La idea era tratar de volver a tener identidad cuanto antes. Pero hasta el momento el entrenador no hace más que retroceder casilleros. Sea en el terreno futbolístico como en la imagen ante la sociedad canalla.

Central regresó al pasado. La actualidad marca que arrancará peleando por mantener la categoría la próxima temporada si es que se mantiene el sistema actual de descensos. Tendrá que lidiar y saber convivir fecha afecta con el fantasma que ya lo condenó en 2010.

También es cierto que el equipo no logra arrancar. Sigue en punto muerto. No pudo despegar ni con Bauza ni con Ferrari. Y ahora no puede pararse bajo las órdenes de Cocca, quien parece ver algo en el grupo que el resto de los mortales no percibe. De hecho argumentó tras la derrota ante Gremio por 3 a 1 que "hay síntomas de mejoría, como los que estoy viendo. En algún momento vamos a salir de esta situación".

El presente es desolador. Desde lo deportivo y futbolístico. También desde lo físico. A todo este peligroso combo hay que agregarle que Cocca sigue exponiendo a Central. También a varios juveniles al mandarlos al campo sin tener tanto rodaje para combatir en una batalla dura y áspera como la Libertadores.

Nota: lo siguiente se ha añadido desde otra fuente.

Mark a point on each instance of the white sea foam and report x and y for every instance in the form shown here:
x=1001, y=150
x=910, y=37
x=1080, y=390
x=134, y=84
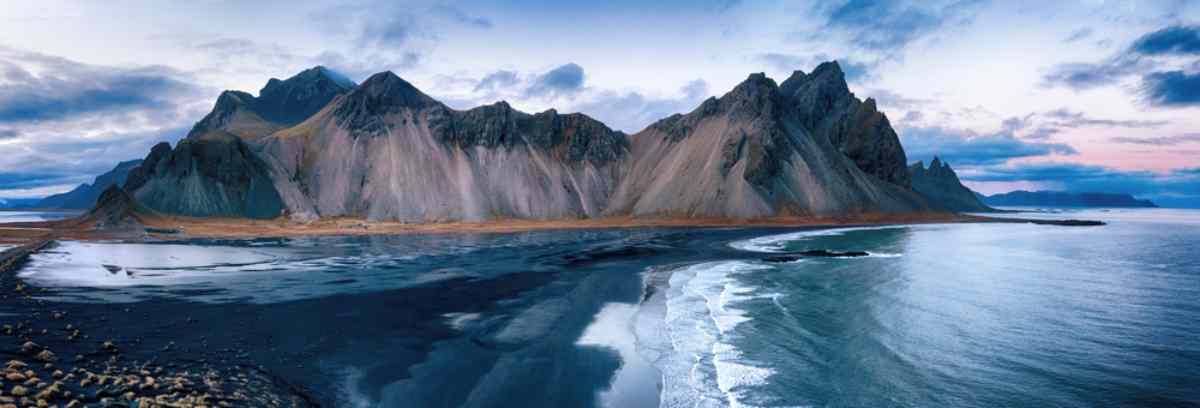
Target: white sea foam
x=777, y=243
x=459, y=321
x=705, y=367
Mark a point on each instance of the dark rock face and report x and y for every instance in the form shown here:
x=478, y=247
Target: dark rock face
x=827, y=108
x=281, y=103
x=750, y=154
x=364, y=109
x=1061, y=198
x=210, y=177
x=85, y=195
x=295, y=99
x=114, y=210
x=942, y=187
x=573, y=137
x=384, y=150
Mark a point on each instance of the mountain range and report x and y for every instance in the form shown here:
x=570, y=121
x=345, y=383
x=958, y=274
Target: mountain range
x=318, y=145
x=940, y=184
x=85, y=195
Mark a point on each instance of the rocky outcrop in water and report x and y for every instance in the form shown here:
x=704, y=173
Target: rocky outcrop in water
x=85, y=195
x=941, y=185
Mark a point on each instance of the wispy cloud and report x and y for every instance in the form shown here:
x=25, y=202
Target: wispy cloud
x=786, y=64
x=969, y=148
x=563, y=79
x=1159, y=141
x=1180, y=187
x=461, y=17
x=892, y=24
x=63, y=89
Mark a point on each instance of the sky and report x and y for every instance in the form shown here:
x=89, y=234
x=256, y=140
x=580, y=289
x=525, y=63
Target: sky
x=1087, y=95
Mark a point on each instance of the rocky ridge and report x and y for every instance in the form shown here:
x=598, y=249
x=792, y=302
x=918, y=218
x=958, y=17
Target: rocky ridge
x=384, y=150
x=941, y=185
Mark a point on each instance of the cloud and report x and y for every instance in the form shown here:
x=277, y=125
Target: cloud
x=1081, y=76
x=1069, y=119
x=893, y=24
x=498, y=79
x=1171, y=89
x=1176, y=40
x=1179, y=187
x=1144, y=58
x=1162, y=141
x=63, y=89
x=631, y=112
x=967, y=148
x=1079, y=35
x=786, y=64
x=563, y=79
x=461, y=17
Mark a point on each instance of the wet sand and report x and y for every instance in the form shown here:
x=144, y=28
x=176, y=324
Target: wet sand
x=175, y=227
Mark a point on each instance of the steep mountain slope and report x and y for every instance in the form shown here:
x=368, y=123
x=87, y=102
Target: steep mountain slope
x=751, y=154
x=384, y=150
x=388, y=151
x=85, y=195
x=205, y=178
x=280, y=105
x=828, y=109
x=215, y=172
x=943, y=189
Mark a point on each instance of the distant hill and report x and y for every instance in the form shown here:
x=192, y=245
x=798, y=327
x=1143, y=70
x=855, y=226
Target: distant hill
x=85, y=195
x=1062, y=198
x=17, y=203
x=943, y=189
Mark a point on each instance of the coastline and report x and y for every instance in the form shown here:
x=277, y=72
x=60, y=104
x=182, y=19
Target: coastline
x=175, y=227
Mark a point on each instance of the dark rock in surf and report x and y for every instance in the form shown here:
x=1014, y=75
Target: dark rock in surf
x=814, y=253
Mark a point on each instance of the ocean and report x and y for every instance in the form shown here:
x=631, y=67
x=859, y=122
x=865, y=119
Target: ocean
x=985, y=315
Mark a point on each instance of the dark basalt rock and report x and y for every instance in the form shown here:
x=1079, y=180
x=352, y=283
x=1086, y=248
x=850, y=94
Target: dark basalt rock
x=281, y=103
x=943, y=190
x=363, y=109
x=114, y=210
x=814, y=253
x=1068, y=222
x=575, y=137
x=85, y=195
x=827, y=108
x=210, y=177
x=294, y=100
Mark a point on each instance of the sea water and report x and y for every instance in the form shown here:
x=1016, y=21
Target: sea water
x=978, y=315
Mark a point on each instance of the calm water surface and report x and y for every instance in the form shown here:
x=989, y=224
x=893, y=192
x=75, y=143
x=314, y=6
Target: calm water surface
x=948, y=315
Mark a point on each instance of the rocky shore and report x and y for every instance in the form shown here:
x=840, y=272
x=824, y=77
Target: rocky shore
x=52, y=358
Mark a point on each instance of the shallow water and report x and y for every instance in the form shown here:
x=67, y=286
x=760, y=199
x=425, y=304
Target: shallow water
x=948, y=315
x=35, y=216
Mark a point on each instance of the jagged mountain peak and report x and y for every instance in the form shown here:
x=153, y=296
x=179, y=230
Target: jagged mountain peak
x=382, y=94
x=942, y=187
x=281, y=103
x=315, y=77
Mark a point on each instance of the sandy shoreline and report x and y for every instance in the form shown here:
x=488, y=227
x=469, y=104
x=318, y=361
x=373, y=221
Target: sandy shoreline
x=173, y=227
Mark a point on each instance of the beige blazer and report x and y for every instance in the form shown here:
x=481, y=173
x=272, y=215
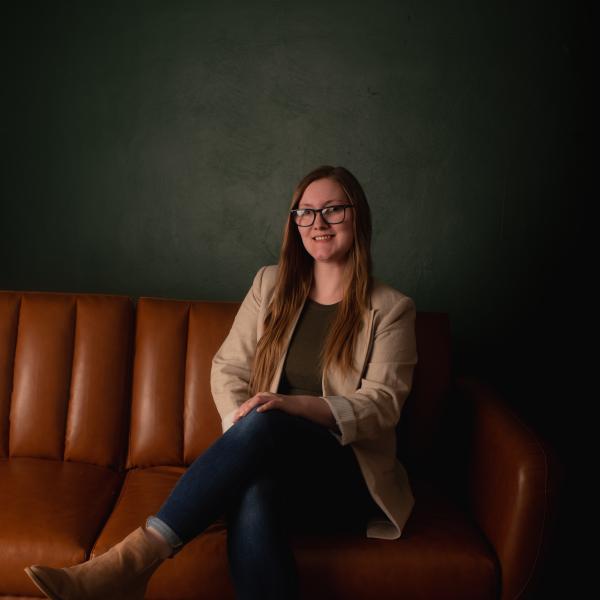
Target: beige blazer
x=366, y=408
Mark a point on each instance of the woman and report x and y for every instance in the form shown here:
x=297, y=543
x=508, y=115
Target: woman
x=308, y=436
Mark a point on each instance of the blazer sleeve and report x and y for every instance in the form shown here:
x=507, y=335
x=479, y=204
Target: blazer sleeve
x=387, y=381
x=231, y=365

Claro que lo más llamativo es que el entrenador no puede encontrarle la mano a la formación. Puede declarar diplomáticamente que "no hay titulares ni suplentes". Pero no hay que hacer un doctorado para corroborar que en todo plantel hay nombres inamovibles que conforman una estructura táctica.

Central sigue enfermo. No hay remedio posible hasta la fecha que lo haya levantado de cuerpo y alma. Mientas tanto su imagen se sigue desgastando. Habrá que ver cómo responderá el próximo lunes cuando deba salir a afrontar la flamante Copa de la Superliga. Porque tendrá que mostrarse en el Gigante, donde el pasado domingo la masa se fue vacía tras presenciar la derrota ante Independiente.

Cocca tiene varios días para tratar de ajustar las piezas y hacerlas sincronizar de una buena vez cuando estén frente a Aldosivi. El termómetro popular será elevado porque el clima es muy tormentoso sobre el cielo auriazul debido a la ola de derrotas y forma de jugar que destila el equipo.

El grueso de los futboleros no logra descifrar el sello que quiere imprimirle el entrenador a esta versión canalla. Sea con cualquiera de los nombres que seleccione. No se vislumbra una línea definida. Sólo un puñado de apellidos tratando de evitar ser vulnerados. O quizá sea una estrategia para demostrarle a más de uno que necesita otras herramientas para elaborar el prototipo que pretende para encarar la próxima campaña.

La diversidad de lecturas es amplia en esta particular y pasional disciplina. Aunque el lenguaje del fútbol es uno solo. Se juega como se entrena y siendo un fiel reflejo de lo que pide el entrenador. Y hasta ahora Central está ratificando que no tiene identidad y además viene quedando muy expuesto. Basta pegarle un vistazo al último tramo de la ya archivada Superliga, la reciente Copa Argentina y actual Libertadores para certificar que el equipo carece de rebeldía y autenticidad.